Mechanistic Unveiling of Transformer Circuits: Self-Influence as a Key to Model Reasoning
Lin Zhang, Lijie Hu, Di Wang
TL;DR
The paper tackles the challenge of understanding multi-step reasoning in transformer models by introducing SICAF, a mechanistic interpretability framework that combines automatic circuit discovery with layerwise self-influence analysis. Through automatic circuit-finding methods (EAP, EAP-IG, EAP-IG-KL) applied to a GPT-2 model fine-tuned on the IOI task, SICAF identifies small, faithful circuits and then computes self-influence $I_H(x, x)$ across layers to map the model's reasoning path.
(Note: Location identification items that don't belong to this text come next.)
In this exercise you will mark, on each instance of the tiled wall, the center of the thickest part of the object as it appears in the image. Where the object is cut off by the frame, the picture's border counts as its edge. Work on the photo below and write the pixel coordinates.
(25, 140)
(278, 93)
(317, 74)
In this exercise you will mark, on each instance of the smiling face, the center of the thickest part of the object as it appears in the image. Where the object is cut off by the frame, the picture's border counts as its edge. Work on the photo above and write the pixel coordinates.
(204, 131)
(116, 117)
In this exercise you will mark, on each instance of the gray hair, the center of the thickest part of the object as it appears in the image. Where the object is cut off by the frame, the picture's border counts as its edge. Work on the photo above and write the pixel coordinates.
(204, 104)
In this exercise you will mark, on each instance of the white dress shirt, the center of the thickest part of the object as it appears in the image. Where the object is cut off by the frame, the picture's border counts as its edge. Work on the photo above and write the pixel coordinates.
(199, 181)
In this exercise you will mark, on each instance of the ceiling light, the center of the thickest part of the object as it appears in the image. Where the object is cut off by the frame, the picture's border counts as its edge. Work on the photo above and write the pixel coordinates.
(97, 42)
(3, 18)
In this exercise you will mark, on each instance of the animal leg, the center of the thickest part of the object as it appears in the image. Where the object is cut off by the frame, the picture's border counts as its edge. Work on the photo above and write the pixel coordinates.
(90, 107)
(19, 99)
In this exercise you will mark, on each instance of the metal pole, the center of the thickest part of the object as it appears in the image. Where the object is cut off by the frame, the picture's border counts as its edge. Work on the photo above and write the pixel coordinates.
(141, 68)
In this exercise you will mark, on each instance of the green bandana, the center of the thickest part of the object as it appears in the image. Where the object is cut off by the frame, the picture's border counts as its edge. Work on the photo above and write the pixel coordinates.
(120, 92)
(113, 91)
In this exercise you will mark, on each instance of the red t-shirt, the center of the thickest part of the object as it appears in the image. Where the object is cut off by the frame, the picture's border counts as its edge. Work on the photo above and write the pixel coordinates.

The authors demonstrate a hierarchical, human-interpretable reasoning structure, with key entities and actions identified in early and final layers, and show that EAP-IG and EAP-IG-KL yield more balanced and robust reasoning traces than vanilla EAP. The approach offers a scalable, interpretable window into transformer reasoning that could inform design choices for more reliable, transparent reasoning systems in NLP.
Abstract
Transformer-based language models have achieved significant success; however, their internal mechanisms remain largely opaque due to the complexity of non-linear interactions and high-dimensional operations. While previous studies have demonstrated that these models implicitly embed reasoning trees, humans typically employ various distinct logical reasoning mechanisms to complete the same task. It is still unclear which multi-step reasoning mechanisms are used by language models to solve such tasks. In this paper, we aim to address this question by investigating the mechanistic interpretability of language models, particularly in the context of multi-step reasoning tasks. Specifically, we employ circuit analysis and self-influence functions to evaluate the changing importance of each token throughout the reasoning process, allowing us to map the reasoning paths adopted by the model. We apply this methodology to the GPT-2 model on a prediction task (IOI) and demonstrate that the underlying circuits reveal a human-interpretable reasoning process used by the model.